Do watch those, especially The Cranes Are Flying, which along with Aguirre and Sunrise is my favorite film right now.

Of course I don't think anyone ranks it as the best just because of its importance in film history, it's an excellent film, but I don't think it has topped the Sight and Sound and many other polls for that alone. 
Are you excited for The Other Side of the Wind by the way?

I'll watch The Seventh Seal, Wild Strawberries and Ivan's Childhood any day now, so yeah, soon.


----------



## Marc

I was just thinking: do I know movies that made my eyes wet or even made me cry?
Would that be a good personal criterium for a my favourite movie(s)?

Or should I mention those that made my stomach hurt from laughter?

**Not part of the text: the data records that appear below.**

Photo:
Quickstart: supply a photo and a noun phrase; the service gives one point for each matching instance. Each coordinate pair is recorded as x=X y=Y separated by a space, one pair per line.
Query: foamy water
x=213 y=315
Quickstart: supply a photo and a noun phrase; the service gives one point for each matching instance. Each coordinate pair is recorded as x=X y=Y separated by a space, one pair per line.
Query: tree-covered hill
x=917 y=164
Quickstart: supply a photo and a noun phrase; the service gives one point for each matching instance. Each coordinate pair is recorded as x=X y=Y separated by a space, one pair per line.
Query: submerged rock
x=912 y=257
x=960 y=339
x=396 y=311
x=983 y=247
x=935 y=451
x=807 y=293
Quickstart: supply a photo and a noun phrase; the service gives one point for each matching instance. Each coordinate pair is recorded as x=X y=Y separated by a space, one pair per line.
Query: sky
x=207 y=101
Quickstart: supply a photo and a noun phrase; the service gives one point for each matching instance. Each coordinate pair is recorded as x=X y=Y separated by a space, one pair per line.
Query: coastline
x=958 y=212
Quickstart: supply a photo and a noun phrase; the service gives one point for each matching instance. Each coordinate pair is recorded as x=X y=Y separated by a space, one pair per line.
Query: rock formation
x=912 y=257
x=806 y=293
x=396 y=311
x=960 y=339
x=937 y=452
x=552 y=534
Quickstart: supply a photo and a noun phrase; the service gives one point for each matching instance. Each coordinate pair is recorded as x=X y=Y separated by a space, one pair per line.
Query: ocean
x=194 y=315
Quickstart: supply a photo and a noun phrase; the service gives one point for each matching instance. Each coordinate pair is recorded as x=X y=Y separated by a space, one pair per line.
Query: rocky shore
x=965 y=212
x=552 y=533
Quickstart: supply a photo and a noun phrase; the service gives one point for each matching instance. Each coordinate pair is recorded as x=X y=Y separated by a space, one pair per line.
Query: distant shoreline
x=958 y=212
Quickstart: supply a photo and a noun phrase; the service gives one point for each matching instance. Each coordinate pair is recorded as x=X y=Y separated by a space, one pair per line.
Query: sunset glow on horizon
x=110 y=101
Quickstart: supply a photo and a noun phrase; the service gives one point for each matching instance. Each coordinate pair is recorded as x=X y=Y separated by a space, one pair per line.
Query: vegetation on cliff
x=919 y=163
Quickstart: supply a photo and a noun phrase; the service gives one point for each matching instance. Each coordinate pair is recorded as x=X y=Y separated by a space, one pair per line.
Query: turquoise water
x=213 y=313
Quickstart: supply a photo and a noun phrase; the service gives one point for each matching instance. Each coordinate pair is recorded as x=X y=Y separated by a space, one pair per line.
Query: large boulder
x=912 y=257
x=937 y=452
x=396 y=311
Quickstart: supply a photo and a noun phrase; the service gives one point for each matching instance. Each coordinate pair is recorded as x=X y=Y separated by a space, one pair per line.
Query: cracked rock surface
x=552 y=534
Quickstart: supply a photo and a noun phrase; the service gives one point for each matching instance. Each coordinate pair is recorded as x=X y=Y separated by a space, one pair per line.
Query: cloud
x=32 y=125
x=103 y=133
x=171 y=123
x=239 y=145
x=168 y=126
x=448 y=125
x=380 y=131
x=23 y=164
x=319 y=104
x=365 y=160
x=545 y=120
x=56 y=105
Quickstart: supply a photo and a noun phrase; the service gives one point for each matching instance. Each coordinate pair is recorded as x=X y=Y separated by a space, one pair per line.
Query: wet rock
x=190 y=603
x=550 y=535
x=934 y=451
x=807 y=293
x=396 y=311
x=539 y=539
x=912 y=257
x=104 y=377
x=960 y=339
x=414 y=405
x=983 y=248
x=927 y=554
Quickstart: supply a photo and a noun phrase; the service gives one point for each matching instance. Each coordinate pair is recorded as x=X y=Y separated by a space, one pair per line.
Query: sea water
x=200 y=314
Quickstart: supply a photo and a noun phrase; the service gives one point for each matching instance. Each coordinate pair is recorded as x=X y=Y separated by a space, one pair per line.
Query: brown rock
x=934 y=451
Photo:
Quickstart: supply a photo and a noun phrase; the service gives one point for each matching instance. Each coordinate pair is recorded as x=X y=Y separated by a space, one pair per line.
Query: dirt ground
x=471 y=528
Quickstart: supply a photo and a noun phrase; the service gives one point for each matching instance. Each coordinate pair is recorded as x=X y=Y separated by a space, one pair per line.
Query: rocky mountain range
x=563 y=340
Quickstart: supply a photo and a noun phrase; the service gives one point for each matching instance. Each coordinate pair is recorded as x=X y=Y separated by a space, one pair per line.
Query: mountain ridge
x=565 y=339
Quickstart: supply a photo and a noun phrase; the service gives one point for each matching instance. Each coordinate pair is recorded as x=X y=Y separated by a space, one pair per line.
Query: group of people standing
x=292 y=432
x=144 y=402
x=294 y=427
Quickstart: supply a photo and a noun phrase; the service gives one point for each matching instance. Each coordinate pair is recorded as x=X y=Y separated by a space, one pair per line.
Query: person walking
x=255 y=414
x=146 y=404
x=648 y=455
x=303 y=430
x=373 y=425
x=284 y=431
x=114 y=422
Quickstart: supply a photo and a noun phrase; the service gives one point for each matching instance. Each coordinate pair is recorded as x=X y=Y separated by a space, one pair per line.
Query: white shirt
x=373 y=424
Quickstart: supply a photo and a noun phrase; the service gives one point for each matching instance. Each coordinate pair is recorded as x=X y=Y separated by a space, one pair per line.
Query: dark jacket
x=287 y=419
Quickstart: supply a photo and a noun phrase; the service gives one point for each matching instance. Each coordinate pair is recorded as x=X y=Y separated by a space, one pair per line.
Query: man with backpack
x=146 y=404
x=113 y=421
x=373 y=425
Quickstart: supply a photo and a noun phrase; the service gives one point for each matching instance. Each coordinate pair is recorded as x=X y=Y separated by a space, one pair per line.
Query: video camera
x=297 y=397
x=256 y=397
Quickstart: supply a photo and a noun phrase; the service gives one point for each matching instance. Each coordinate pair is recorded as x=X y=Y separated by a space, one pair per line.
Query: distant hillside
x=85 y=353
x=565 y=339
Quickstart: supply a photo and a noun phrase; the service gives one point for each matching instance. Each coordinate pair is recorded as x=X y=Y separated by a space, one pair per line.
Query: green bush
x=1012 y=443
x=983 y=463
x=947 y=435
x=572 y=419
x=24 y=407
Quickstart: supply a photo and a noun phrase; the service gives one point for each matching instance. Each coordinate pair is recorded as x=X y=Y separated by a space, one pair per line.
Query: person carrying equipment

Well, some of my personal 'tearjerkers' were _Il Vangelo secondo Matteo_ (Pasolini), _Dangerous Liaisons_ (Frears), _The Elephant Man_ and _Twin Peaks: Fire, Walk With Me_ (Lynch) and _Festen_ (Vinterberg). Maybe there are more, but with some of them I was probably drunk.

Stomach hurters: too many to mention, I fear. Let's just mention _The Rink_ (Chaplin), _Way Out West_ (Horne) and _Monty Python's Life of Brian_ (Jones).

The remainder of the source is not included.